New Delhi, Dec 17 (IANS) Khan Market in New Delhi is the most expensive retail location in India and the 24th worldwide, a report by global real estate services firm Cushman & Wakefield said on Thursday.
“Khan Market is the most expensive market in India since five years, as demand for retail space has remained steady owing to its upscale location and current occupier profile,” the report noted, ranking the posh shopping place at the top.
With Rs.1,250 ($19) per sq ft rental, Khan Market is followed by Connaught Place in the city centre at Rs.850 per sq ft and DLF Galleria at Gurgaon in Haryana and South Extension in south Delhi at Rs.750 per sq ft.
“Moving two positions up to 24th worldwide and 10th in the Asia Pacific region, Khan Market is centrally located in the national capital, flanked by high-end residential catchment area, with many global and national brands’ stores in its vicinity,” the report on ‘Main streets across the world’ pointed out.
Globally, New York’s Upper 5th Avenue retained top spot with rental at a whopping $3,500 per sq ft, followed by Hong Kong’s Causeway Bay at $2,399, Avenue de Champs Elysees in Paris at $1,372 and Bond Street in London at $1,321.
“In India, New Delhi and NCR (national capital region) accounted for top four most expensive locations in the country due to steady growth in retail activities year-on-year (YoY), entry of new brands and expansion of existing brands,” the report found.
Interestingly, DLF Galleria witnessed 15 percent YoY hike in rentals owing to better tenant mix and better quality of retail space and high footfalls due to location and amenities.
In contrast, retail locations in the country’s commercial capital Mumbai such as Colaba Causeway in southern suburb (ranked sixth) saw 14 percent YoY rental decline, while it remained flat on Linking Road (ranked fifth) in western suburb.
“Poor infrastructure and lack of amenities for shoppers have led to these locations fall out of preference, while Lower Parel and Kurla are preferred for their quality space and growing catchment areas,” the report said.
Vashi and Chembur in the western city’s northwest and northeast suburbs have, however, seen 14.8 percent and 9.4 percent rise in rental values YoY, as population with disposable income grew proportionately.
Kolkata’ Park Street and Camac Street ranked among top 10 in the Indian retail market despite recording no change in rental values on account of robust retailer interest and a regular inflow of brands to their location.
“The Indian retail industry has progressed to a certain level of maturity, where it has rationalised to ensure healthy growth on the basis of market dynamics,” C&W India managing director Sanjay Dutt said on the findings in the report.

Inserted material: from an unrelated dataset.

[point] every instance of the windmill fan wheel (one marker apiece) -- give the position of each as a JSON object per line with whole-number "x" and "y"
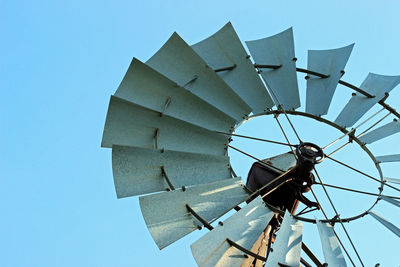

Cautious growth by retailers and quality real estate have readied the sector for a new phase of growth.
“Investment in retail space is expected to change and improve supply and effective management leading to better performance of shopping centre,” Dutt added.
With presence in about 60 countries the world over and 15,000 employees, the 98-year-old US-based C&W deals in real estate process from strategy to execution.